Let this be Brad Lander's legacy- how he tried to manipulate and dump on his Brooklyn constituents to further the agenda of developers - as he tries to claw his way to trying to become NYC Comptroller. I will be sure to tell everyone I know. His one line to defend the horrible rezoning plan is that it will create affordable housing. Yeah, on the most polluted toxic site in the State! And so called "Affordable Housing" needs a good look at, too while we're at it.

Anonymous said...

Anon 9:43am - contact your landlord immediately to install a backflow preventer for their property. If he/she refuses, stop paying rent and call the Fifth Avenue Committee for support and call the Brooklyn Paper the next time this occurs.

Anonymous said...

Ano 9:43am, these devices can block sewage from flowing back into a building from the street, but when the street can't take sewage from the building they don't do much to help apartments on the lower level with sewage from upper floors backing up in the building as the building in times the building can't send sewage into the street.

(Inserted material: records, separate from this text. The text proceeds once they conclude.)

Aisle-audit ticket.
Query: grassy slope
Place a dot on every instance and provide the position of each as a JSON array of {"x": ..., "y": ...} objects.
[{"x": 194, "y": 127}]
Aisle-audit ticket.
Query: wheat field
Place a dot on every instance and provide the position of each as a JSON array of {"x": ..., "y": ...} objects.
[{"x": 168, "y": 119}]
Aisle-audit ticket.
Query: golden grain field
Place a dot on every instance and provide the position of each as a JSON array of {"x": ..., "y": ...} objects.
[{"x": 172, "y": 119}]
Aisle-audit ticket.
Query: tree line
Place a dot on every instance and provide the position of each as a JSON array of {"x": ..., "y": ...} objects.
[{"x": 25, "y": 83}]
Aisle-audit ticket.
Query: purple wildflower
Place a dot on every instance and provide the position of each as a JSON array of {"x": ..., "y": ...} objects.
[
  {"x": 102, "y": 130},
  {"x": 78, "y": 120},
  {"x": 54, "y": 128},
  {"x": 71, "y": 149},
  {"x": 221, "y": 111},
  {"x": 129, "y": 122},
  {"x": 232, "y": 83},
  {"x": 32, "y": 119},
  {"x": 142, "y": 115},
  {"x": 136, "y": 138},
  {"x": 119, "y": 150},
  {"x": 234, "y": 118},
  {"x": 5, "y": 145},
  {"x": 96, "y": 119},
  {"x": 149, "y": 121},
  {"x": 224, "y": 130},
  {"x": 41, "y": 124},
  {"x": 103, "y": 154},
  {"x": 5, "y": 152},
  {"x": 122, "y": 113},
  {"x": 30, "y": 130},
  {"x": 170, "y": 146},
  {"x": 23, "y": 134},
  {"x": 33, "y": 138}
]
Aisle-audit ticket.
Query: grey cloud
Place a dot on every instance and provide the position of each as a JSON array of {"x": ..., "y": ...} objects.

As Katia said, this is long time problem that is more intense from properties that are closer to the canal and buildings with back-flow devices may avert some sewage backup so long as they can restrict water use in the building during those instances.

Anonymous said...

Doesn't the lawsuit just need to argue to a judge that this excludes a segment of our community? To participate in ULURP meetings, one needs to first purchase Internet service, Internet equipment (phone or computer) and be taught how to use the equipment? What % of the 2,500 residents of NYCHA just north of the rezoning area are without such resources? The City's digital exclusion in ULURP is mostly of lower income seniors of our community and the NYCHA population is mostly older Black and Latino residents.

Anonymous said...

anon 10:45AM, there are 2,500 NYCHA apartments with 2.4 occupants average per apartment so the total population is +/-6,000 low income residents. Assuming about 1/3 fall into the non-internet / elderly demographic, that's 2,000 disenfranchised CB6 community members (not 2,500).